Está ficando cada vez mais claro que a violação dos
direitos humanos é uma parte inerente e necessária do processo de
implementação de uma estrutura política e econômica
coerciva e injusta no mundo. Crescentemente, as violações contra
os direitos humanos são mostradas como a falha infeliz, quase acidental,
de um sistema político e econômico que, de outro modo, é
perfeitamente aceitável. Como se essas violações fossem um
pequeno problema que pode ser varrido do mapa com um pouco mais de
atenção de parte de algumas organizações não
governamentais.
É por isso que em áreas de grandes conflitos na Caxemira e
no Iraque, por exemplo os profissionais de direitos humanos são
vistos com um certo grau de suspeita. Muitos movimentos de resistência de
países pobres, lutando contra grandes injustiças e questionando
os princípios subterrâneos do que é chamado de
libertação e desenvolvimento, vêem
as organizações não governamentais de direitos humanos
como missionários contemporâneos que vieram aparar as arestas mais
feias do imperialismo. Para neutralizar a ira política e manter o status
quo.
Foi apenas há algumas semanas que uma maioria de australianos votou para
reeleger o primeiro-ministro John Howard que, entre outras coisas, conduziu a
Austrália a participar da invasão e ocupação
ilegais do Iraque. Essa invasão entrará seguramente para a
história como uma das guerras mais covardes jamais travadas.

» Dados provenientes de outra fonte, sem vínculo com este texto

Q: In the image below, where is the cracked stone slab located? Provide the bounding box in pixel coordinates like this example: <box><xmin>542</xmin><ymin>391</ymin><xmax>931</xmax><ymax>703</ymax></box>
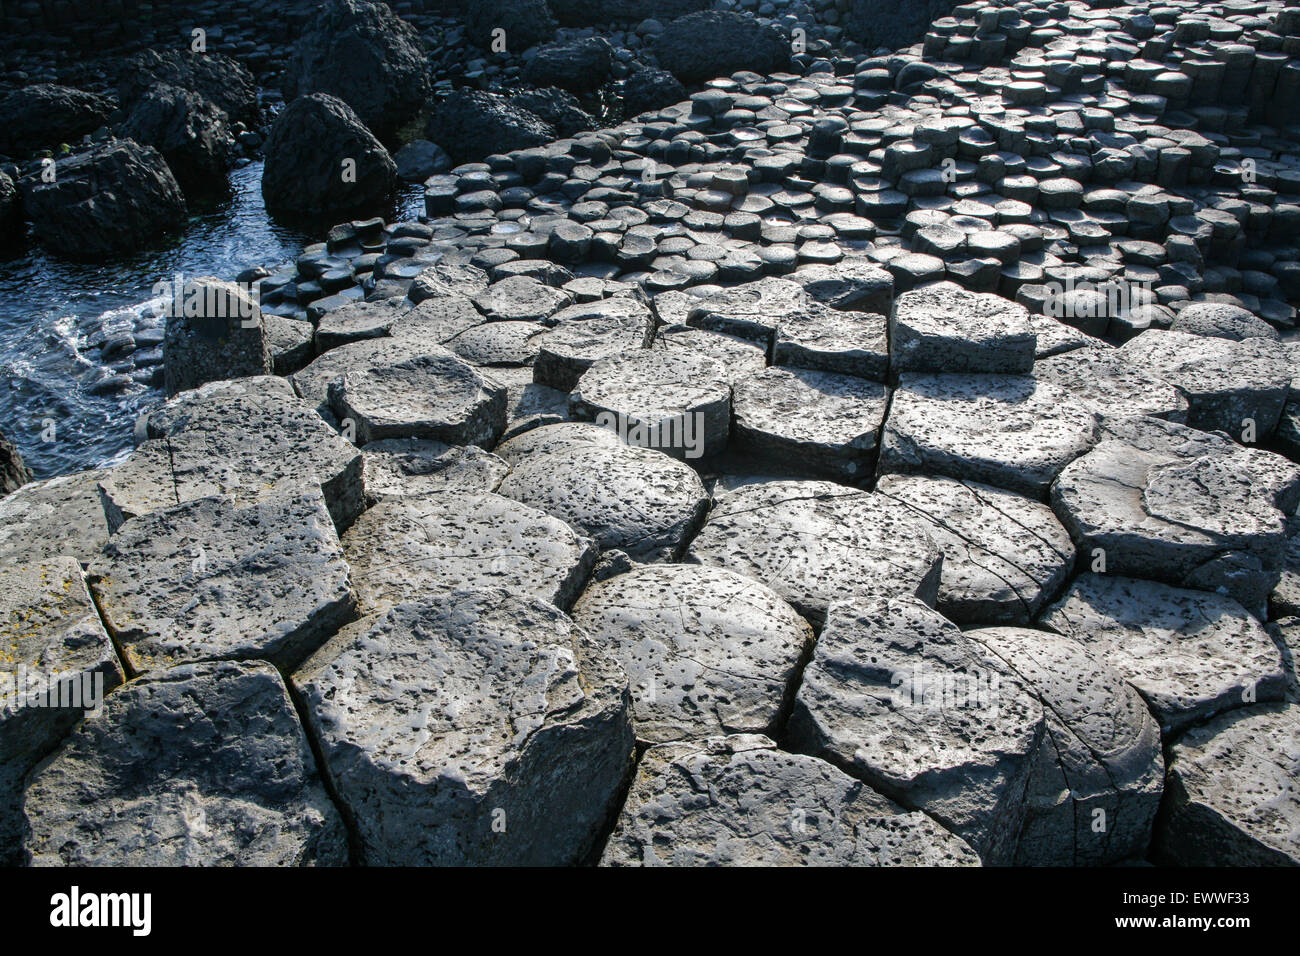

Foi uma
guerra na qual um bando de nações ricas, com armas nucleares
suficientes para destruir o mundo inúmeras vezes, cercaram uma
nação pobre, falsamente acusada de ter armas nucleares, usaram as
Nações Unidas para forçar o seu desarmamento,
invadiram-na, ocuparam-na e estão agora no processo de vendê-la.
Falo do Iraque, não porque toda a gente está falando nisso,
(tristemente a custo de deixar outros horrores noutros lugares desenrolando-se
no escuro), mas porque é o sinal de coisas que estão por vir. O
Iraque marca o início de um novo ciclo. Oferece-nos uma oportunidade de
observar a conspiração corporativo-militar que passou a ser
conhecida como o Império em ação. No novo
Iraque, arregaça as mangas.
À medida que a batalha pelo controle dos recursos do mundo se
intensifica, o colonialismo econômico, por meio da agressão
militar oficial, ensaia uma volta à cena. O Iraque é a
culminação lógica do processo de
globalização corporativa, no qual se fundiram o neocolonialismo e
o neoliberalismo. Se pudéssemos espiar através de uma fresta da
cortina de sangue, vislumbraríamos as impiedosas
transações que ocorrem nos bastidores.
Invadido e ocupado, o Iraque teve que pagar 200 milhões de
dólares em reparações correspondentes a lucros
perdidos por corporações como: Halliburton, Shell, Mobil,
Nestlé, Pepsi, Kentucky Fried Chicken e Toys R Us. Isso sem contar os
125 mil milhões de dívida soberana que forçaram o
país a voltar-se para o FMI, que o aguardava nas suas asas como o anjo
da morte, com o seu programa de ajuste estrutural. (Embora, no Iraque,
não pareçam restar muitas estruturas passíveis de
ajustamento. Excepto a difusa Al Qaeda.)
No novo Iraque, a privatização desbastou terra virgem. O
exército dos EUA recruta cada vez mais mercenários privados para
ajudar na ocupação. A vantagem com os mercenários é
que, quando morrem, não são incluídos na contagem de
corpos dos soldados dos EUA. Ajuda a gerir a opinião pública, o
que é particularmente importante num ano de eleições.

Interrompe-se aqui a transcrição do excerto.